In other words, the Fijian crew were given the heavy tasks.
‘My husband always shared with me the difficulties the crewmen faced while at sea: they slept for only three‐four hours after working 18‐20 hours each day, their clothes were always wet, food was often short so all they had to eat was fish.
‘You have to be strong to take up this kind of work: cold weather, sleepless nights, lack of food, cramped and dirty conditions, bed‐bugs and cockroaches; the men were always tired.
‘There are a lot of young men in Kalekana who are keen to work on fishing vessels, despite the harsh conditions and low pay. My husband and sons worked on eight Taiwanese longliners over thirty years.
Some of Pate’s story
‘Pay slips were never given; when we were paid the boss would just throw the money to us – not even in an envelope.

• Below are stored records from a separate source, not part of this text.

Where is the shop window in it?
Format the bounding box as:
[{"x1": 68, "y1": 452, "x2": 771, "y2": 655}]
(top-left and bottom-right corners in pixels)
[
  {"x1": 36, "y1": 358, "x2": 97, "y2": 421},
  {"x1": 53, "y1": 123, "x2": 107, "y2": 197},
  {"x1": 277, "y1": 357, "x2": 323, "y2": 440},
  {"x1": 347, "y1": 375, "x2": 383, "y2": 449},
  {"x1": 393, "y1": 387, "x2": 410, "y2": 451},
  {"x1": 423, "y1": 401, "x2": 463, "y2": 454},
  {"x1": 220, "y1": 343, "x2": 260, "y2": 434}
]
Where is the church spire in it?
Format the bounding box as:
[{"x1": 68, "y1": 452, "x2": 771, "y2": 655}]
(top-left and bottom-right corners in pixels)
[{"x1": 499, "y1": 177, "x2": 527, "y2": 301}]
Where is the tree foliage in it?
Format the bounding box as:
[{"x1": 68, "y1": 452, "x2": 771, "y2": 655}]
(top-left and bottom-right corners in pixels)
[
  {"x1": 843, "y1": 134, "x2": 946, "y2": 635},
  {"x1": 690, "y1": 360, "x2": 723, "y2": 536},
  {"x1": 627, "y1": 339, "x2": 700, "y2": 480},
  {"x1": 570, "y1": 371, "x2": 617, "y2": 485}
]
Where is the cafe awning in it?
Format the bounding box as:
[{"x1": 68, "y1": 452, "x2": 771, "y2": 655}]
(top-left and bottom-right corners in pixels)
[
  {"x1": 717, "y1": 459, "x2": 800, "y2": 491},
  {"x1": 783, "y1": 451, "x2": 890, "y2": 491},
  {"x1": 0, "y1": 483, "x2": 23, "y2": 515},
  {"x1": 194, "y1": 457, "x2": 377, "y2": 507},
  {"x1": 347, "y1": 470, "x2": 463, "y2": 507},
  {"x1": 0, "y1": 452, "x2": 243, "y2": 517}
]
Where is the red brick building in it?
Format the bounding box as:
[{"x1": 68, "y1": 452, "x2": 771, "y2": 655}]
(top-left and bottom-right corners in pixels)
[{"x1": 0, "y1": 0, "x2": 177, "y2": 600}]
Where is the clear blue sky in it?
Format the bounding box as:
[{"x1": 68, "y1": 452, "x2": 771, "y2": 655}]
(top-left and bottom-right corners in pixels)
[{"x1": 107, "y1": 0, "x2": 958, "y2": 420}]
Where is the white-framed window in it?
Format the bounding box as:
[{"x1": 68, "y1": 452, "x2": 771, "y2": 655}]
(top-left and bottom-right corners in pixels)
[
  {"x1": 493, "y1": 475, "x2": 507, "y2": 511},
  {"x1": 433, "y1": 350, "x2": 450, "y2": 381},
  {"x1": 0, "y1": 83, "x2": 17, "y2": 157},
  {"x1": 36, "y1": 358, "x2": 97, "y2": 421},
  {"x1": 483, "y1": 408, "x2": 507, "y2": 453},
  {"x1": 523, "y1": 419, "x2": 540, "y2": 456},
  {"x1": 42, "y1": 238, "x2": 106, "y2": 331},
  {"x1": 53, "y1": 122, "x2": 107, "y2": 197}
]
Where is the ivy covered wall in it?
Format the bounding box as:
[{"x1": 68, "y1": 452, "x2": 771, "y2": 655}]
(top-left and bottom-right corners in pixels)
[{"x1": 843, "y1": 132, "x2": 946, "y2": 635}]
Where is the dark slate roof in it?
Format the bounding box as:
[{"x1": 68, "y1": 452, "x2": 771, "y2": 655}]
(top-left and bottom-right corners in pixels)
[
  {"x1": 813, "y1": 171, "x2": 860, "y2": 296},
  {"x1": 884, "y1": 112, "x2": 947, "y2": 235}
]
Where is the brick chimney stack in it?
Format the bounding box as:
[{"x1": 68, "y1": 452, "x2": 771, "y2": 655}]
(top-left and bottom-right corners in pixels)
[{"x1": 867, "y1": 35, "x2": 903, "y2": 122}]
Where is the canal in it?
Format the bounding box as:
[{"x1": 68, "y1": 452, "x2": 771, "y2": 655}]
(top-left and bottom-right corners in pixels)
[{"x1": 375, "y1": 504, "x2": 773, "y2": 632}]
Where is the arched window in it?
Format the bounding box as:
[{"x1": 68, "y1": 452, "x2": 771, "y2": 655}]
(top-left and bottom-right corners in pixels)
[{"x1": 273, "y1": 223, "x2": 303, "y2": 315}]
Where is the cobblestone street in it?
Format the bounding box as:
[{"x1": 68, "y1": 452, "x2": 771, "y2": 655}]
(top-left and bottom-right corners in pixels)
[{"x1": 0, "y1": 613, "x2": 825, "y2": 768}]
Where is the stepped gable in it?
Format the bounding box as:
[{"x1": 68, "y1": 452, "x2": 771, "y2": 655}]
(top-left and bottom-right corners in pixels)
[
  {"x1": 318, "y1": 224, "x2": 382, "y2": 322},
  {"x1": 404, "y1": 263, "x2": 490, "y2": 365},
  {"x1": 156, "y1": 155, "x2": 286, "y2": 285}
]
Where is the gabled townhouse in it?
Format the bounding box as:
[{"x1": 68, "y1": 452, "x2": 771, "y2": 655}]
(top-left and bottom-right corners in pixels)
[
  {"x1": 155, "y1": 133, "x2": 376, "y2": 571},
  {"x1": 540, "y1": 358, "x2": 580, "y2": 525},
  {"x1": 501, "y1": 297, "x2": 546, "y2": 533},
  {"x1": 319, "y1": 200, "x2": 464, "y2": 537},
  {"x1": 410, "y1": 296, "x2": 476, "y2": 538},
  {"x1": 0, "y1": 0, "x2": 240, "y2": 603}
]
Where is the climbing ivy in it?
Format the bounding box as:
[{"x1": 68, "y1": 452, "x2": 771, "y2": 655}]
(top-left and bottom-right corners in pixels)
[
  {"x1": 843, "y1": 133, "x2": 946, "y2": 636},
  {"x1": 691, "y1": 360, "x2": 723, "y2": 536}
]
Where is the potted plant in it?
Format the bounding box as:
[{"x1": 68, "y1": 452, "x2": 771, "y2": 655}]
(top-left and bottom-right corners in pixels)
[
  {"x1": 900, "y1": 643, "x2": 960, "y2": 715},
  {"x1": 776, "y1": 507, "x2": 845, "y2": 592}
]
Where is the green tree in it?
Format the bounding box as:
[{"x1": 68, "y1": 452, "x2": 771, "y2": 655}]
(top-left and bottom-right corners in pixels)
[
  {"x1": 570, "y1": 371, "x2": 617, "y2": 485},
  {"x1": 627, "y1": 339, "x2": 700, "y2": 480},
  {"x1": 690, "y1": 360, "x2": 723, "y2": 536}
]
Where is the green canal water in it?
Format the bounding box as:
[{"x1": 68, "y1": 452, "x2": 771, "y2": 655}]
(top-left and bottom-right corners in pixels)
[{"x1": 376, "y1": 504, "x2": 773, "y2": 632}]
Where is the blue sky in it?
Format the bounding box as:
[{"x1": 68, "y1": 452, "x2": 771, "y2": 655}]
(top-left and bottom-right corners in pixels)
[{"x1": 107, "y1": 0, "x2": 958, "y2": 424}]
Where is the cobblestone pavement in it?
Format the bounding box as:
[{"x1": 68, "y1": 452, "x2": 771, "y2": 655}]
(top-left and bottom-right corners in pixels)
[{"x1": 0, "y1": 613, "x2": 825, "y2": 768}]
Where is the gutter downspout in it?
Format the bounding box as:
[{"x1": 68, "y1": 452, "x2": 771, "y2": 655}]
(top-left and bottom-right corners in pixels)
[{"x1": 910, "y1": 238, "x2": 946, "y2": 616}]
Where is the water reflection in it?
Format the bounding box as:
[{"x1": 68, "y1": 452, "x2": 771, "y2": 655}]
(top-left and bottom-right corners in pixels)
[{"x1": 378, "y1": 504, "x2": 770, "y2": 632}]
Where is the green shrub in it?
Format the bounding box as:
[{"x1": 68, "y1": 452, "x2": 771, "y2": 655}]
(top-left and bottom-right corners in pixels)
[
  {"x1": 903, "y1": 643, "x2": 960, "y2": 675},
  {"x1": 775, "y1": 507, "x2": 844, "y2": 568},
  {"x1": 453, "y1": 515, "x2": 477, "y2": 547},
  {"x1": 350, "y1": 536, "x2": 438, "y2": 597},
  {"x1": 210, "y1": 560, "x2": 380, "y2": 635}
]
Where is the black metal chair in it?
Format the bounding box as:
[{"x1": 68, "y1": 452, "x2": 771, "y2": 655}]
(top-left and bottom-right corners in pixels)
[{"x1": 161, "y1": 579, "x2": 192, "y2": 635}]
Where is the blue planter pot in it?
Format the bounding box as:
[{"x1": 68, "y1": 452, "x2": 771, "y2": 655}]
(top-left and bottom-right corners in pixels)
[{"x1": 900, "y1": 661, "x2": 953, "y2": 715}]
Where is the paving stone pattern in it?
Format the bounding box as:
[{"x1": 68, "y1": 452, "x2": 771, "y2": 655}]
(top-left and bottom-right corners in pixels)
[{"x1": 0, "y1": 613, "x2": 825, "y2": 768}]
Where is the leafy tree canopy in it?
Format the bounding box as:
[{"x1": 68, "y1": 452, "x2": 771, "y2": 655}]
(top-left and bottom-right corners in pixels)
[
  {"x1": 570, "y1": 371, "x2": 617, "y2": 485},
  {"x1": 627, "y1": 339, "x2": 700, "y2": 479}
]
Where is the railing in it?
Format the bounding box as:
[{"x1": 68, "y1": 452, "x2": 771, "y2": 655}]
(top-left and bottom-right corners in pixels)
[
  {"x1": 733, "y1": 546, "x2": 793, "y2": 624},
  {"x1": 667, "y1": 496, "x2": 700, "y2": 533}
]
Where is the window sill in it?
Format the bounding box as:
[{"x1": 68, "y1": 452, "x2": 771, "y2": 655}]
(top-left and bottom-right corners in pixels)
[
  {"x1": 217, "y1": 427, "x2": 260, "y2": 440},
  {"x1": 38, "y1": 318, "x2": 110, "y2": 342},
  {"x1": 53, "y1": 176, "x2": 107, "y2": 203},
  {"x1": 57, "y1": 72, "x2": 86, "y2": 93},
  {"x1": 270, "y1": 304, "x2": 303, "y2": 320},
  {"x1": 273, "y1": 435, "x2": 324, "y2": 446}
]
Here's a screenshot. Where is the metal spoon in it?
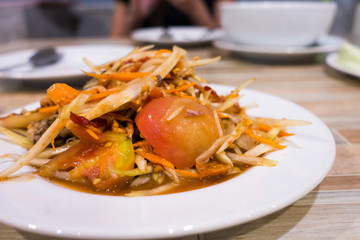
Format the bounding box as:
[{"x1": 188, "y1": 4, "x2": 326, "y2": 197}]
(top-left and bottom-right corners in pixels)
[{"x1": 0, "y1": 47, "x2": 61, "y2": 72}]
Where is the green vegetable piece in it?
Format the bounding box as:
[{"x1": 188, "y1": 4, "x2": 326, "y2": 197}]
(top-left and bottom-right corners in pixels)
[
  {"x1": 106, "y1": 132, "x2": 135, "y2": 170},
  {"x1": 338, "y1": 42, "x2": 360, "y2": 72}
]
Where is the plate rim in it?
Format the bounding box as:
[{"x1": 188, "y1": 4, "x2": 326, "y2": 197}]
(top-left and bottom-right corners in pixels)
[
  {"x1": 130, "y1": 26, "x2": 219, "y2": 46},
  {"x1": 0, "y1": 84, "x2": 336, "y2": 239},
  {"x1": 213, "y1": 35, "x2": 342, "y2": 57}
]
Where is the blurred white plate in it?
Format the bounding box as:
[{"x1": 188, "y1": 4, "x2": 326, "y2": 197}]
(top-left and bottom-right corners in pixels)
[
  {"x1": 0, "y1": 85, "x2": 335, "y2": 239},
  {"x1": 325, "y1": 53, "x2": 360, "y2": 77},
  {"x1": 214, "y1": 36, "x2": 343, "y2": 59},
  {"x1": 131, "y1": 27, "x2": 221, "y2": 46},
  {"x1": 0, "y1": 45, "x2": 134, "y2": 81}
]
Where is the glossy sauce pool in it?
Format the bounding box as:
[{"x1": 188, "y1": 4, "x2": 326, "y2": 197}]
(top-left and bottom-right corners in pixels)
[{"x1": 42, "y1": 165, "x2": 251, "y2": 196}]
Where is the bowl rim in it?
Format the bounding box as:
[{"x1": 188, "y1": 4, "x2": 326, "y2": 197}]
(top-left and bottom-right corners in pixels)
[{"x1": 220, "y1": 1, "x2": 337, "y2": 10}]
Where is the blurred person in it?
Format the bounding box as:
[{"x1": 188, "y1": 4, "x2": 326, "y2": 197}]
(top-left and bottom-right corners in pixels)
[{"x1": 110, "y1": 0, "x2": 231, "y2": 37}]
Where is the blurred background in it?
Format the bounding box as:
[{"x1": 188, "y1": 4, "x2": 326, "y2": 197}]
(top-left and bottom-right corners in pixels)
[{"x1": 0, "y1": 0, "x2": 360, "y2": 44}]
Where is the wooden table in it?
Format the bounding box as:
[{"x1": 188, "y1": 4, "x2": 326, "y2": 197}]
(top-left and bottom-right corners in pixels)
[{"x1": 0, "y1": 39, "x2": 360, "y2": 240}]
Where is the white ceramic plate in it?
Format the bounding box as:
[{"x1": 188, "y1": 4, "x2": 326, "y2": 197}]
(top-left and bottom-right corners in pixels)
[
  {"x1": 325, "y1": 53, "x2": 360, "y2": 77},
  {"x1": 131, "y1": 27, "x2": 221, "y2": 46},
  {"x1": 0, "y1": 85, "x2": 335, "y2": 239},
  {"x1": 0, "y1": 44, "x2": 134, "y2": 81},
  {"x1": 213, "y1": 36, "x2": 343, "y2": 59}
]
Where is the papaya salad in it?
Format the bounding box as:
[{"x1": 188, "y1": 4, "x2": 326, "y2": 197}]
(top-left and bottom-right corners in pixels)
[{"x1": 0, "y1": 46, "x2": 309, "y2": 196}]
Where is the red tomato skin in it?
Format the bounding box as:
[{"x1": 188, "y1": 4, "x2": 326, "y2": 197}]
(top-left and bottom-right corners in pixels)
[{"x1": 135, "y1": 97, "x2": 219, "y2": 168}]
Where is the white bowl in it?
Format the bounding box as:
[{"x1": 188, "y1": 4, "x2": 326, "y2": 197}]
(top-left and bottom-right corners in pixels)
[{"x1": 220, "y1": 1, "x2": 337, "y2": 47}]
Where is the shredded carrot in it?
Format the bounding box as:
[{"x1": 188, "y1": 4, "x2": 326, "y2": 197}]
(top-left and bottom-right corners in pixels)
[
  {"x1": 85, "y1": 128, "x2": 99, "y2": 140},
  {"x1": 258, "y1": 122, "x2": 295, "y2": 137},
  {"x1": 245, "y1": 128, "x2": 286, "y2": 149},
  {"x1": 47, "y1": 83, "x2": 80, "y2": 106},
  {"x1": 86, "y1": 125, "x2": 102, "y2": 135},
  {"x1": 134, "y1": 140, "x2": 150, "y2": 147},
  {"x1": 137, "y1": 151, "x2": 175, "y2": 169},
  {"x1": 154, "y1": 48, "x2": 172, "y2": 57},
  {"x1": 88, "y1": 89, "x2": 120, "y2": 102},
  {"x1": 39, "y1": 105, "x2": 59, "y2": 113},
  {"x1": 196, "y1": 161, "x2": 231, "y2": 177},
  {"x1": 180, "y1": 95, "x2": 196, "y2": 100},
  {"x1": 165, "y1": 82, "x2": 196, "y2": 93},
  {"x1": 83, "y1": 71, "x2": 150, "y2": 82},
  {"x1": 51, "y1": 122, "x2": 66, "y2": 150},
  {"x1": 175, "y1": 169, "x2": 200, "y2": 178}
]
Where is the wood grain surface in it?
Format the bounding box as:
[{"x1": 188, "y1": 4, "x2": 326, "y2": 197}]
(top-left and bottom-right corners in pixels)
[{"x1": 0, "y1": 39, "x2": 360, "y2": 240}]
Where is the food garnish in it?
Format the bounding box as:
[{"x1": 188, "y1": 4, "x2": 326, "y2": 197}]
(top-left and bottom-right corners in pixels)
[{"x1": 0, "y1": 46, "x2": 309, "y2": 196}]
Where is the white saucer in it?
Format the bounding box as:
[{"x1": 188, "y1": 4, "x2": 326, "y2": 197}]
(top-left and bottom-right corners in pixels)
[
  {"x1": 131, "y1": 27, "x2": 220, "y2": 46},
  {"x1": 0, "y1": 44, "x2": 134, "y2": 81},
  {"x1": 213, "y1": 36, "x2": 343, "y2": 59},
  {"x1": 325, "y1": 53, "x2": 360, "y2": 78}
]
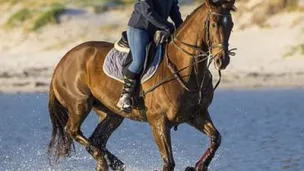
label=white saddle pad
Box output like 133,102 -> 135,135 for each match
103,46 -> 162,83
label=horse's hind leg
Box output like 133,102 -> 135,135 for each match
66,99 -> 108,171
148,114 -> 175,171
87,109 -> 125,170
188,110 -> 221,171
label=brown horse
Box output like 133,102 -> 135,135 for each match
48,0 -> 234,171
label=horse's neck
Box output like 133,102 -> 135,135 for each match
169,5 -> 207,79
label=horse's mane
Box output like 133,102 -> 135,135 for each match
176,2 -> 237,32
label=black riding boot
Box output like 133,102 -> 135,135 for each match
117,70 -> 139,113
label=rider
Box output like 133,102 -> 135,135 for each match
117,0 -> 183,112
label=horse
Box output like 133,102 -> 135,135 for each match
48,0 -> 235,171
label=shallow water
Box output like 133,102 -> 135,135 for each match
0,90 -> 304,171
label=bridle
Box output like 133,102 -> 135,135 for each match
141,10 -> 235,104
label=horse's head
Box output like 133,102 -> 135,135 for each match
205,0 -> 235,69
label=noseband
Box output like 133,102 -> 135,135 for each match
142,11 -> 235,99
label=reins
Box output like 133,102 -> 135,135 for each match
141,11 -> 235,105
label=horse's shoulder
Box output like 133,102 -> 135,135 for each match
73,41 -> 114,50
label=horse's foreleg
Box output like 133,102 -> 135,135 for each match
188,111 -> 221,171
87,110 -> 125,170
148,115 -> 175,171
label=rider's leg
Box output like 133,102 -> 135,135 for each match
117,27 -> 150,112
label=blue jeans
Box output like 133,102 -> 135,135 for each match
127,27 -> 150,74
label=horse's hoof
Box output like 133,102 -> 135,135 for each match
185,167 -> 195,171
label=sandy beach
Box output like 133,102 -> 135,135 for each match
0,1 -> 304,93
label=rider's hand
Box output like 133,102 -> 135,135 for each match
164,22 -> 175,34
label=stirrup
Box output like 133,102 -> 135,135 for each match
117,77 -> 137,113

‘Different to before, the crew are now paid on a daily basis; the rate kept reducing until by early 2019, we were paid only $28 /day.
‘We were allowed four hours’ sleep but there was only 15 minutes for meal times, and if we were even late by one minute, the punishment would be no sleep. They would even try to get us to make mistakes so that our pay would be deducted.
‘There are a lot of fights – probably because the crew are mixed [different Asians, and Pacific Islanders]. And also because of lack of sleep, there are more accidents and also fights.
Some of Inoke’s story
‘I was given a written contract – which I signed – but I was not given a copy. The contract only stated how long the trip would take; it didn’t say what the wage would be, whether there would be health insurance, other allowances, but it did say that I’d work for 12 hours each day.
‘We would go out for two weeks, come back to port, unload; and straight out again. A few years ago, the companies and the Health Ministry got together – after that we were allowed one day’s break between each trip.
‘In the end, I would work for 15 to 18 hours each day, but my pay never changed: it was always between $28 and $32 per day. I have certificates from Fiji Maritime Academy for First Aid, Fire Fighting, OHS at Sea, and Sea Safety – Even though I was given the task of Bosun, that is all the pay I was given.
‘Every day we would have rice or noodles to eat except on Sundays when we were given either dalo or cassava. On some vessels the food had been cooked before the vessel sailed and then frozen – kept in the same freezer as the fish. Each day the cook would take out a portion of the frozen food, thaw it out, and serve it up as our meal; over the weeks it tasted worse and worse so we all got stomach aches. Also, the drinking water was ‘diluted’ with sea water – you could taste it.
‘Once I was transshipped [the action of transferring fish or crew between vessels]. I was put into a steel crate (the one they keep fish in) along with my belongings and my papers in a plastic bag. They put floats or buoys around the crate so that it would float; they gave me a torch. It was 5 o’clock in the afternoon when they dropped me over the side with my gear but it wasn’t until nearly 10 o’clock before the second vessel came and picked me up: I was all alone, wet and floating in a steel crate, in the black ocean.”